Screening Technique #3 - Think of the alcohol that you had your first negative drinking experience with. The one that even the thought or sight of it makes you throw up a little in your mouth. Mine would be Southern Comfort. That was difficult to write down. Okay - now that you've remembered that terrible experience, make a rule that you will never take on a friend that has this alcohol as their 'go-to' drink at a bar. Trust me, you'll be much better off in the long run.

Feel free to post comments with your own friend-screening criteria. Or you can disagree with mine. You won't change my mind on this (Kate has tried unsuccessfully for the last four years) but you can disagree if it makes you feel better.

Oh, and my sincere apologies go out to all of the pepperoni pizza-campaigning, Blink 182-listening, Southern Comfort-drinking people out there. You know who you are. It's not too late to change your ways.


bojengle said...

I don't see how vegetarianism goes with pizza at all. what would be a clincher pizza topping? I mean just knock it out of the park.

Nate Romance said...

Jengle - The vegetarian bit is admittedly weak. We started using Google Analytics on the blog yesterday and I noticed that our site traffic has been weak in the crunchy areas of the country (Colorado, California, Pacific Northwest). I thought that using the word 'Vegetarian' a couple of times might help drive some organic search traffic. Al Gore, Trader Joes, Hybrid, Hybrid, Soy. That should help.

Zach said...

#2 I think is fantastic. For my it's Dave Matthews. Unfortunately it rules out a lot of people sometimes, but that's just the way it goes.

R. J. Talyor said...

Two comments:

1. I have not ordered pepperoni pizza since dissecting a fetal pig in biology (7th grade?). The school cafeteria pepperoni smelled too much like my dissection project. Later in the semester, we dissected a squid--writing our names in its ink with the creature's spine as a pen. Afterwards, our teacher fried up calamari (not kidding) and the 7th-grade hallway smelled like Applebee's for a week.

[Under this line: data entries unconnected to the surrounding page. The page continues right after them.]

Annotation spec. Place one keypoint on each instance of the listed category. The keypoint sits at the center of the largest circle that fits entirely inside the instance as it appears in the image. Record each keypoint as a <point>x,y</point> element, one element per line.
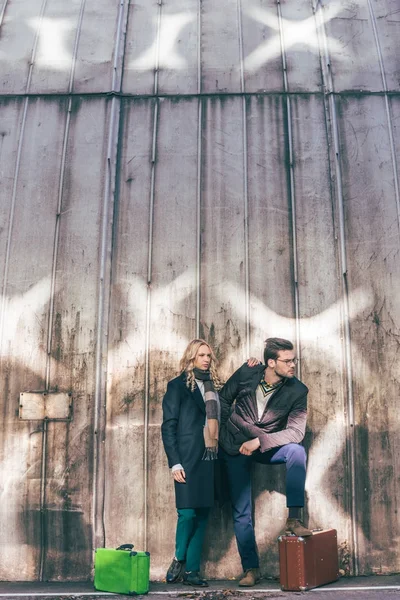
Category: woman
<point>189,430</point>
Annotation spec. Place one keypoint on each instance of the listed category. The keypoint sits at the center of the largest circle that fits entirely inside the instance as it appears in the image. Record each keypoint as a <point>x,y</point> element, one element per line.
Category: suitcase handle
<point>125,547</point>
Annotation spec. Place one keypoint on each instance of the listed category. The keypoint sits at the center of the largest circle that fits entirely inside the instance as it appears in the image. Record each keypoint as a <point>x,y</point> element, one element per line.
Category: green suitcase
<point>122,571</point>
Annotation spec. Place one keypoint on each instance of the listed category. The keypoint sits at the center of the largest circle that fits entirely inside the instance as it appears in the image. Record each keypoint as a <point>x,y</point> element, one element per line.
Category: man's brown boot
<point>251,577</point>
<point>296,526</point>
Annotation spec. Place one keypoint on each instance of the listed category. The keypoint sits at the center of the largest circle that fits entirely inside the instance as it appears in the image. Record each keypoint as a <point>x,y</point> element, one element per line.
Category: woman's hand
<point>179,476</point>
<point>253,362</point>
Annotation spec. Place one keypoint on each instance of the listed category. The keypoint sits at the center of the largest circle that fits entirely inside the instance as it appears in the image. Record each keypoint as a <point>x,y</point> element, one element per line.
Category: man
<point>265,424</point>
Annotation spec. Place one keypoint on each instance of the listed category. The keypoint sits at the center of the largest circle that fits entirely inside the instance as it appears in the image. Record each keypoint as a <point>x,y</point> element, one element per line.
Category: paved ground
<point>360,588</point>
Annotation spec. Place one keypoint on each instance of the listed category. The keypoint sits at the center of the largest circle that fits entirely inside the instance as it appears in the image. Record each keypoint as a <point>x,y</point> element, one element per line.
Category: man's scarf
<point>213,414</point>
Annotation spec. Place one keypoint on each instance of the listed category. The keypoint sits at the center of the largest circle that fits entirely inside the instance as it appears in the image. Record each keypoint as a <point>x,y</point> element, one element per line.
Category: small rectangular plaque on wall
<point>53,406</point>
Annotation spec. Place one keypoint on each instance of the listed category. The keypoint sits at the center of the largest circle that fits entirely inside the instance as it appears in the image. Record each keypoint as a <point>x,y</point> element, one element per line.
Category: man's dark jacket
<point>283,421</point>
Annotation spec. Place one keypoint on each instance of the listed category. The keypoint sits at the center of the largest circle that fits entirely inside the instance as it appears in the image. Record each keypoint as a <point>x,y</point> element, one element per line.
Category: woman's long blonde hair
<point>187,364</point>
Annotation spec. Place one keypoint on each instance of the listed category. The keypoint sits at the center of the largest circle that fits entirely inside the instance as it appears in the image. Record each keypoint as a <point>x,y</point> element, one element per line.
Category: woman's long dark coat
<point>184,416</point>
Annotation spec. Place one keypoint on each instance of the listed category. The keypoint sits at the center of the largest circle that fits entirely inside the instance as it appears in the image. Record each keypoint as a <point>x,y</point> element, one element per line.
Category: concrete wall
<point>181,168</point>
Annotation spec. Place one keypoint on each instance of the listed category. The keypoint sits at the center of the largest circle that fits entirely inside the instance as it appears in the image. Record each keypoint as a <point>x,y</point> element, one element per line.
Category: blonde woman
<point>191,414</point>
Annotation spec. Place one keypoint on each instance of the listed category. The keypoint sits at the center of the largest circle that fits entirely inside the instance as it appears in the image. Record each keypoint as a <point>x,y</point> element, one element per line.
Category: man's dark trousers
<point>239,477</point>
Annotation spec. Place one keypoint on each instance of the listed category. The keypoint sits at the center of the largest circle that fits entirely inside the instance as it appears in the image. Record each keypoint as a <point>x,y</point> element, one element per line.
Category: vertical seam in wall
<point>149,282</point>
<point>3,12</point>
<point>100,403</point>
<point>16,175</point>
<point>59,201</point>
<point>7,265</point>
<point>317,7</point>
<point>291,188</point>
<point>388,111</point>
<point>50,318</point>
<point>199,172</point>
<point>392,146</point>
<point>245,180</point>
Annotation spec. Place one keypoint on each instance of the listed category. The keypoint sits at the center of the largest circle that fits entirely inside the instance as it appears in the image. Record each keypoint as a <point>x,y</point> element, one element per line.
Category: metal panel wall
<point>240,182</point>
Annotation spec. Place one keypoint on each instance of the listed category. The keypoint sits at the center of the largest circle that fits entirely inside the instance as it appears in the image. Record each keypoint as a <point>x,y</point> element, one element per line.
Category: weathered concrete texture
<point>216,203</point>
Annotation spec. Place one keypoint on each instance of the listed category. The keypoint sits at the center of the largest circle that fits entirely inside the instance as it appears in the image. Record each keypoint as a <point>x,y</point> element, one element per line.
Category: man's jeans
<point>239,477</point>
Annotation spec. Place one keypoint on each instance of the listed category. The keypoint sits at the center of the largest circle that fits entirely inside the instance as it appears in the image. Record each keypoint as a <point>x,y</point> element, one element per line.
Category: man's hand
<point>249,447</point>
<point>253,362</point>
<point>179,476</point>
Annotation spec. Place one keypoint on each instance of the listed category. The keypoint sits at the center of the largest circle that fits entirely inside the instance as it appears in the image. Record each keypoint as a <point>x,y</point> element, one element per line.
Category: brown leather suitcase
<point>308,562</point>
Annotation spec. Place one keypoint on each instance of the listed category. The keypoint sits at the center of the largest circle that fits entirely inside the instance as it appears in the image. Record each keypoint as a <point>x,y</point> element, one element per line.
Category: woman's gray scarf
<point>213,415</point>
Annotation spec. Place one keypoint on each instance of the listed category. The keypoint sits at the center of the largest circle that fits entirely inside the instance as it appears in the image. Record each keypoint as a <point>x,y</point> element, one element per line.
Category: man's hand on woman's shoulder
<point>253,362</point>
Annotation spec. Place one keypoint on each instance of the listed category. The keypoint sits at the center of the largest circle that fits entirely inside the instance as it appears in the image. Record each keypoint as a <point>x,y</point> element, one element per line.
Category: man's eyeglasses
<point>291,361</point>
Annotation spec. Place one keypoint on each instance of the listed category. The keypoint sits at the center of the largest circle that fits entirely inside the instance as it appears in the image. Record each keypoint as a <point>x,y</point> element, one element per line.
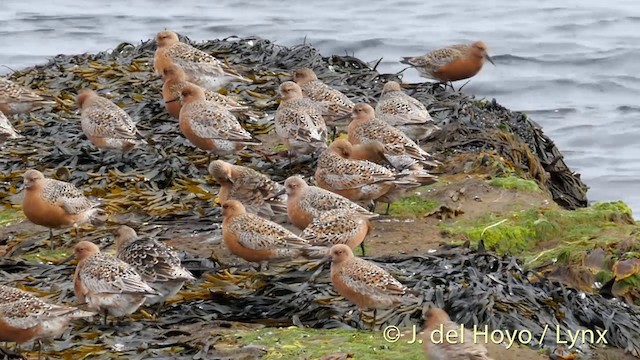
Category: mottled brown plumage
<point>337,226</point>
<point>175,79</point>
<point>257,239</point>
<point>257,192</point>
<point>305,203</point>
<point>400,150</point>
<point>299,122</point>
<point>158,264</point>
<point>105,124</point>
<point>15,99</point>
<point>106,284</point>
<point>336,103</point>
<point>405,113</point>
<point>209,126</point>
<point>54,204</point>
<point>200,67</point>
<point>25,317</point>
<point>362,282</point>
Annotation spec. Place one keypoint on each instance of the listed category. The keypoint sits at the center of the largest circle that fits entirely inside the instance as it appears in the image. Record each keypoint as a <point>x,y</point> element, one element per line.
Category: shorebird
<point>15,99</point>
<point>25,317</point>
<point>257,192</point>
<point>364,283</point>
<point>438,347</point>
<point>338,105</point>
<point>200,67</point>
<point>400,150</point>
<point>175,79</point>
<point>105,124</point>
<point>210,126</point>
<point>54,204</point>
<point>338,226</point>
<point>373,151</point>
<point>405,113</point>
<point>6,129</point>
<point>456,62</point>
<point>107,285</point>
<point>299,122</point>
<point>361,181</point>
<point>256,239</point>
<point>305,203</point>
<point>158,265</point>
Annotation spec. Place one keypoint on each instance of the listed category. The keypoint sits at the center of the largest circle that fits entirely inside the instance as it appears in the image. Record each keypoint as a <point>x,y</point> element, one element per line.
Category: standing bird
<point>158,265</point>
<point>107,285</point>
<point>210,126</point>
<point>400,150</point>
<point>338,226</point>
<point>105,124</point>
<point>25,317</point>
<point>438,347</point>
<point>15,99</point>
<point>405,113</point>
<point>200,67</point>
<point>373,151</point>
<point>338,105</point>
<point>257,192</point>
<point>364,283</point>
<point>6,129</point>
<point>54,204</point>
<point>256,239</point>
<point>361,181</point>
<point>299,121</point>
<point>175,79</point>
<point>306,203</point>
<point>453,63</point>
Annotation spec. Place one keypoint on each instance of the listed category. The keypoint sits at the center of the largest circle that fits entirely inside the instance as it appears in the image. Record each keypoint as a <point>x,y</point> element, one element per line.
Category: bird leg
<point>463,85</point>
<point>51,243</point>
<point>264,266</point>
<point>159,308</point>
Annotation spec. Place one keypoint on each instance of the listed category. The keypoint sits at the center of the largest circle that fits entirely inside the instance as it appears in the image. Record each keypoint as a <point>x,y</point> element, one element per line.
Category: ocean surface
<point>571,65</point>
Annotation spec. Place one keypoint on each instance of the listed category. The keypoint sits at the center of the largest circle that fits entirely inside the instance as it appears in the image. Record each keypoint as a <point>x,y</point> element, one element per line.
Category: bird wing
<point>366,276</point>
<point>66,195</point>
<point>154,261</point>
<point>211,121</point>
<point>257,233</point>
<point>106,119</point>
<point>102,273</point>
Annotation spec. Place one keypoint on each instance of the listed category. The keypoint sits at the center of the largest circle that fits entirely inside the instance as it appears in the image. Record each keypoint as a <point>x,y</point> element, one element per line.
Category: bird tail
<point>315,252</point>
<point>406,60</point>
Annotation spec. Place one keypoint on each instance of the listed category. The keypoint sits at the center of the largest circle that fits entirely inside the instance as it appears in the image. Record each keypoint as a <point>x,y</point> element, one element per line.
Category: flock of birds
<point>379,161</point>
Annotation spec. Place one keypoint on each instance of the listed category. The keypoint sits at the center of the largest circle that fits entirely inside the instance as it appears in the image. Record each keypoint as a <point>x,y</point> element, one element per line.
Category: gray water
<point>572,65</point>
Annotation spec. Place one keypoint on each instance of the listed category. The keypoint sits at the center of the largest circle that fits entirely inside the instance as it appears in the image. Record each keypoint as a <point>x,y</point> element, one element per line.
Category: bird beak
<point>489,59</point>
<point>279,193</point>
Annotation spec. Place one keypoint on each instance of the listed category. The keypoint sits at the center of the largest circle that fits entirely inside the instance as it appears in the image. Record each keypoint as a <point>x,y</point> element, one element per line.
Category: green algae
<point>515,183</point>
<point>414,205</point>
<point>562,232</point>
<point>304,343</point>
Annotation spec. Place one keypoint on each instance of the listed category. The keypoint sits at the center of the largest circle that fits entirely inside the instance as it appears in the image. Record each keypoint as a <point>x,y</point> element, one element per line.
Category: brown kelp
<point>163,189</point>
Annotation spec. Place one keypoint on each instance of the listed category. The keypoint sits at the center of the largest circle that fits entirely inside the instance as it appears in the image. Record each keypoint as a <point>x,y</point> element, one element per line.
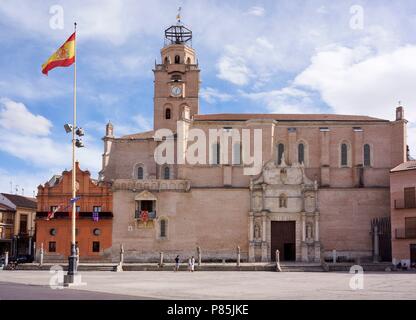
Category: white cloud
<point>15,116</point>
<point>286,100</point>
<point>234,70</point>
<point>212,95</point>
<point>355,81</point>
<point>256,11</point>
<point>32,142</point>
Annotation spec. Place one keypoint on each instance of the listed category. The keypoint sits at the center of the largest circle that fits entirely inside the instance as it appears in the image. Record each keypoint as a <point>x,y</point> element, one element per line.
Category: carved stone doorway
<point>283,238</point>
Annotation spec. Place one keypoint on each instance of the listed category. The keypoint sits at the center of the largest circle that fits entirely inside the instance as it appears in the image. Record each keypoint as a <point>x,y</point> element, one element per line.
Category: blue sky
<point>255,56</point>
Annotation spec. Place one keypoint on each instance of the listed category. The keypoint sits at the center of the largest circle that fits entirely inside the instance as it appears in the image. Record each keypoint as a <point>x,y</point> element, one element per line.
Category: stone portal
<point>284,215</point>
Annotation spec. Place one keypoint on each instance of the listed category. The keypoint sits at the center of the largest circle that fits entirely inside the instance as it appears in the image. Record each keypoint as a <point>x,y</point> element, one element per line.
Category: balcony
<point>401,204</point>
<point>158,185</point>
<point>405,233</point>
<point>150,215</point>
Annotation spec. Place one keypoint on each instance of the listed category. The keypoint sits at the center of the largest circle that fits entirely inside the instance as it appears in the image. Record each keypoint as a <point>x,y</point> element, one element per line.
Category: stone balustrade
<point>151,185</point>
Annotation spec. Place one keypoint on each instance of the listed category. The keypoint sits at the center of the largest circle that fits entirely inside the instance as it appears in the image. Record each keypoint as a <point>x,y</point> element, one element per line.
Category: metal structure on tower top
<point>178,34</point>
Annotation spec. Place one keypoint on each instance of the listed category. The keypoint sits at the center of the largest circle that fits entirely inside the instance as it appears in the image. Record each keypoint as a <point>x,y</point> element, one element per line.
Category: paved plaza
<point>212,285</point>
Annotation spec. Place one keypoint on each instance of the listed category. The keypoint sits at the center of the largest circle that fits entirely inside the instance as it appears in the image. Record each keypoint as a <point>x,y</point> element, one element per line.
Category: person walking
<point>177,263</point>
<point>192,264</point>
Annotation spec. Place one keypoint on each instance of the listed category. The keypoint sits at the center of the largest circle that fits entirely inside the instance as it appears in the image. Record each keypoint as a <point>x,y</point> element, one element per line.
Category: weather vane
<point>178,16</point>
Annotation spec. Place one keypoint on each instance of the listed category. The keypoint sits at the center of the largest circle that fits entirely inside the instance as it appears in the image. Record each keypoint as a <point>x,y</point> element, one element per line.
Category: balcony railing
<point>406,233</point>
<point>157,185</point>
<point>151,215</point>
<point>401,204</point>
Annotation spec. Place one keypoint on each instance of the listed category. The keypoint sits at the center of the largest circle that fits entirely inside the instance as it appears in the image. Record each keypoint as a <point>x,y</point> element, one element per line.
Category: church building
<point>324,178</point>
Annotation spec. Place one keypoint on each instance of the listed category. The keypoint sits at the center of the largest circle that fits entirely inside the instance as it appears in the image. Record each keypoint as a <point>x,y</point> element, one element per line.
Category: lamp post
<point>71,277</point>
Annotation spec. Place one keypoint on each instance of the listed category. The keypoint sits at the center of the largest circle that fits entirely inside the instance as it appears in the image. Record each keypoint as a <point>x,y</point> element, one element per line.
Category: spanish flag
<point>63,57</point>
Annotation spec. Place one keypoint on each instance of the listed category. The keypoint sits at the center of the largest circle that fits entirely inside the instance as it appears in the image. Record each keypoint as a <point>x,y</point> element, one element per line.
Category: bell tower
<point>176,79</point>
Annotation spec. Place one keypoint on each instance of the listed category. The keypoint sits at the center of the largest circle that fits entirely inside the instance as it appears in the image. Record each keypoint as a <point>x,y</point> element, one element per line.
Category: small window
<point>301,153</point>
<point>140,173</point>
<point>410,197</point>
<point>163,228</point>
<point>166,173</point>
<point>176,77</point>
<point>237,153</point>
<point>344,154</point>
<point>167,113</point>
<point>282,201</point>
<point>52,246</point>
<point>96,246</point>
<point>280,152</point>
<point>367,155</point>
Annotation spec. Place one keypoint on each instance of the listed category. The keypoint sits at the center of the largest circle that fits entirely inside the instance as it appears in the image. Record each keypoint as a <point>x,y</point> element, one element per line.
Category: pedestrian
<point>177,263</point>
<point>192,264</point>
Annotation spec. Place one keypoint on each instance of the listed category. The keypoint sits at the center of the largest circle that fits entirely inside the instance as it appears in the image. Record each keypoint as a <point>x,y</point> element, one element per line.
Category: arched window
<point>163,227</point>
<point>280,152</point>
<point>140,173</point>
<point>167,113</point>
<point>344,154</point>
<point>301,153</point>
<point>367,155</point>
<point>282,201</point>
<point>166,173</point>
<point>237,153</point>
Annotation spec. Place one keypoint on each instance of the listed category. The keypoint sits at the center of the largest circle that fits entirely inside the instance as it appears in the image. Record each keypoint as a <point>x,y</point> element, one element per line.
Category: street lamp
<point>77,133</point>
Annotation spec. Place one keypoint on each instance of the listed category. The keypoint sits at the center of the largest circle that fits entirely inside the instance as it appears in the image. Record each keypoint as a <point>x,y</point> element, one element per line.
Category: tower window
<point>176,77</point>
<point>167,113</point>
<point>282,201</point>
<point>301,153</point>
<point>166,173</point>
<point>163,228</point>
<point>280,152</point>
<point>95,246</point>
<point>367,155</point>
<point>140,173</point>
<point>344,154</point>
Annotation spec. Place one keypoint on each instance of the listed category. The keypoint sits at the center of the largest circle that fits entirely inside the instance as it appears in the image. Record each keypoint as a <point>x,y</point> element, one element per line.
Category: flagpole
<point>72,265</point>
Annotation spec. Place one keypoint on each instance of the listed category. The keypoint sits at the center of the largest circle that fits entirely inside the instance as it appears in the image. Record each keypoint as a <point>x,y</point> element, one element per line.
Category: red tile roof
<point>409,165</point>
<point>142,135</point>
<point>21,201</point>
<point>282,117</point>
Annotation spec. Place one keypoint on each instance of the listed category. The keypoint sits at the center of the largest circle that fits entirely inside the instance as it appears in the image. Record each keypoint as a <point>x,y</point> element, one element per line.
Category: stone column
<point>250,238</point>
<point>316,227</point>
<point>264,238</point>
<point>161,259</point>
<point>376,244</point>
<point>303,219</point>
<point>41,254</point>
<point>198,250</point>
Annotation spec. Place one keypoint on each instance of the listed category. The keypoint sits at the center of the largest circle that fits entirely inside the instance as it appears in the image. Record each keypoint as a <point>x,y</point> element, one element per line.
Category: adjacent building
<point>403,213</point>
<point>17,224</point>
<point>324,178</point>
<point>94,217</point>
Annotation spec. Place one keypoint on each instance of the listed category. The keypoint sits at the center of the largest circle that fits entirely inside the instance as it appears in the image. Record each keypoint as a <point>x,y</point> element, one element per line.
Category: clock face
<point>176,91</point>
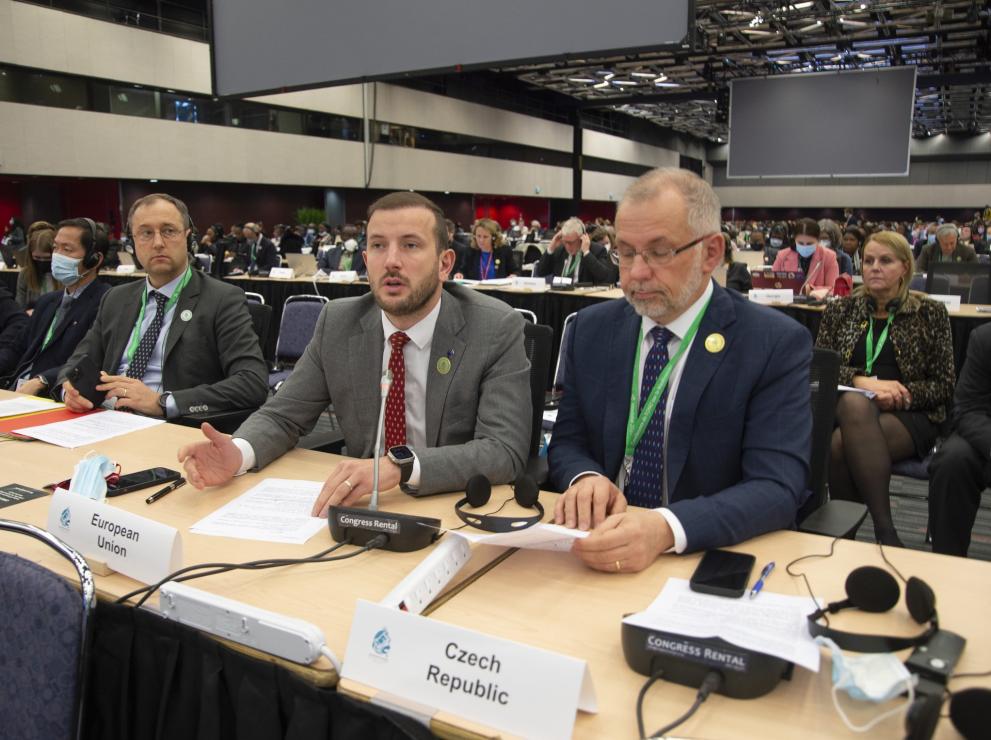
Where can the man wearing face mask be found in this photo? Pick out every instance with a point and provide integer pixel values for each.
(62, 318)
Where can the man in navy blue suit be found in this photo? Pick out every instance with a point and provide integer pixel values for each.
(685, 423)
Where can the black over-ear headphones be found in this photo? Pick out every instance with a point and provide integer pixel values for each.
(92, 258)
(477, 493)
(876, 590)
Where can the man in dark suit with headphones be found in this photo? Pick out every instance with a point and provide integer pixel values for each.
(572, 254)
(177, 343)
(61, 318)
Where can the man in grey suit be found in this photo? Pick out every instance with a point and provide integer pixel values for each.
(177, 343)
(459, 402)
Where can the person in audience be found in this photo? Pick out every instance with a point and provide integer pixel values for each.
(35, 278)
(13, 322)
(895, 344)
(830, 237)
(258, 253)
(572, 254)
(817, 264)
(61, 318)
(724, 455)
(345, 256)
(947, 248)
(178, 342)
(960, 469)
(460, 395)
(853, 246)
(489, 257)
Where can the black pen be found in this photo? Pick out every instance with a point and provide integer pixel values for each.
(167, 490)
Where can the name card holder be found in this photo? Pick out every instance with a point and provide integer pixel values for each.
(952, 302)
(772, 295)
(133, 545)
(424, 666)
(535, 284)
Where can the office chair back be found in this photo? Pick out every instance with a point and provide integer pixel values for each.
(45, 634)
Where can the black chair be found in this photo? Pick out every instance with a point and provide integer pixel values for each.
(819, 515)
(45, 636)
(537, 338)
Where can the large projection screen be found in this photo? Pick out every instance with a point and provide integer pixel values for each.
(271, 45)
(831, 124)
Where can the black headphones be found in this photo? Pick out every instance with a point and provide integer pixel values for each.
(477, 493)
(876, 590)
(92, 258)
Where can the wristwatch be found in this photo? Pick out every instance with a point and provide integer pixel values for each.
(402, 456)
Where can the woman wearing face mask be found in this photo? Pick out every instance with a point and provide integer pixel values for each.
(819, 265)
(487, 259)
(896, 344)
(35, 278)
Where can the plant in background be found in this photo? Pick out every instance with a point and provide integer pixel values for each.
(310, 215)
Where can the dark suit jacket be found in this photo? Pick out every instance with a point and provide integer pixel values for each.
(503, 257)
(212, 361)
(330, 260)
(68, 333)
(477, 413)
(596, 267)
(13, 322)
(739, 437)
(972, 399)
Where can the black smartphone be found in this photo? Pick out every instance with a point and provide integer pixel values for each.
(143, 479)
(85, 376)
(723, 573)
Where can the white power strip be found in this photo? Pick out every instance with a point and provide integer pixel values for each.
(428, 579)
(287, 637)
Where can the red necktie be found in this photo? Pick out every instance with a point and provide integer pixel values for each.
(395, 402)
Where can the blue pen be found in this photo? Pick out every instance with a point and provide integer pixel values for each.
(760, 581)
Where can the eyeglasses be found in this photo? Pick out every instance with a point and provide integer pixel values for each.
(169, 234)
(655, 257)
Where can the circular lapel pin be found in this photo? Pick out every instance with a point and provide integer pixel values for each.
(715, 343)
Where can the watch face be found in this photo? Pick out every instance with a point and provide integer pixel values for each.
(401, 454)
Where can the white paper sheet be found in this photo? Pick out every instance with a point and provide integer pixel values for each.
(771, 623)
(276, 510)
(538, 537)
(26, 405)
(89, 429)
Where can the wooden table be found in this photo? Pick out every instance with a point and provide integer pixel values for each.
(550, 600)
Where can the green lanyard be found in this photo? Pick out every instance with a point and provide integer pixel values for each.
(132, 346)
(873, 354)
(636, 423)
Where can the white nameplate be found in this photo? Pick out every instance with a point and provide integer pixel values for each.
(772, 295)
(530, 283)
(502, 684)
(141, 548)
(952, 302)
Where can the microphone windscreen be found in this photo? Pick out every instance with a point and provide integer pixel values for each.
(969, 712)
(920, 599)
(526, 491)
(872, 589)
(478, 490)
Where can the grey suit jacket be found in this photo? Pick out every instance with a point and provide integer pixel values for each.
(212, 361)
(478, 414)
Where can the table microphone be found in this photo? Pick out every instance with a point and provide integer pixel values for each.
(405, 532)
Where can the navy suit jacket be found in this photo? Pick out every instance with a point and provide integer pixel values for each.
(739, 439)
(70, 332)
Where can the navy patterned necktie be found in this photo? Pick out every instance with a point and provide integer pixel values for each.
(645, 484)
(139, 363)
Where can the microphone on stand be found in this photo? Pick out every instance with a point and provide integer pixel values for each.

2. I like to think I invented the feta cheese, bacon & artichoke heart pizza. Ordering this gourmet-sounding topping combination from Hot Box Pizza/Pizza Express is delicious (try it), but is something near the equivalent of ordering a Kobe beef flame-broiled Whopper at BK. That said, I've never had a good meal by ordering this same topping combination at an upscale pizza joint.

Pisces75 said...

SoCo is my evil Alcohol...never again.

Al Iverson said...

I like fancy pizza toppings, but I have to admit...I love a plain pepperoni pizza. Nothing tastes better.

I had some awful pizza experiences when I was a vegetarian. I still loved pizza and it was fine, overall. All veggies was good, or sometimes I got some fake meat on it -- one place in Minneapolis did it quite well.

But, I had a few friends, who were not vegetarians, who always wanted to go out for pizza. They always wanted half meat / half no meat. Invariably, the dividing line was inexact, and I ended up with an undesired hunk of ham. Every damn time.

And there was one person I knew who absolutely had to have ham on his half of pie. Like he would die, if goodness forbid, he had a pizza without meat for once.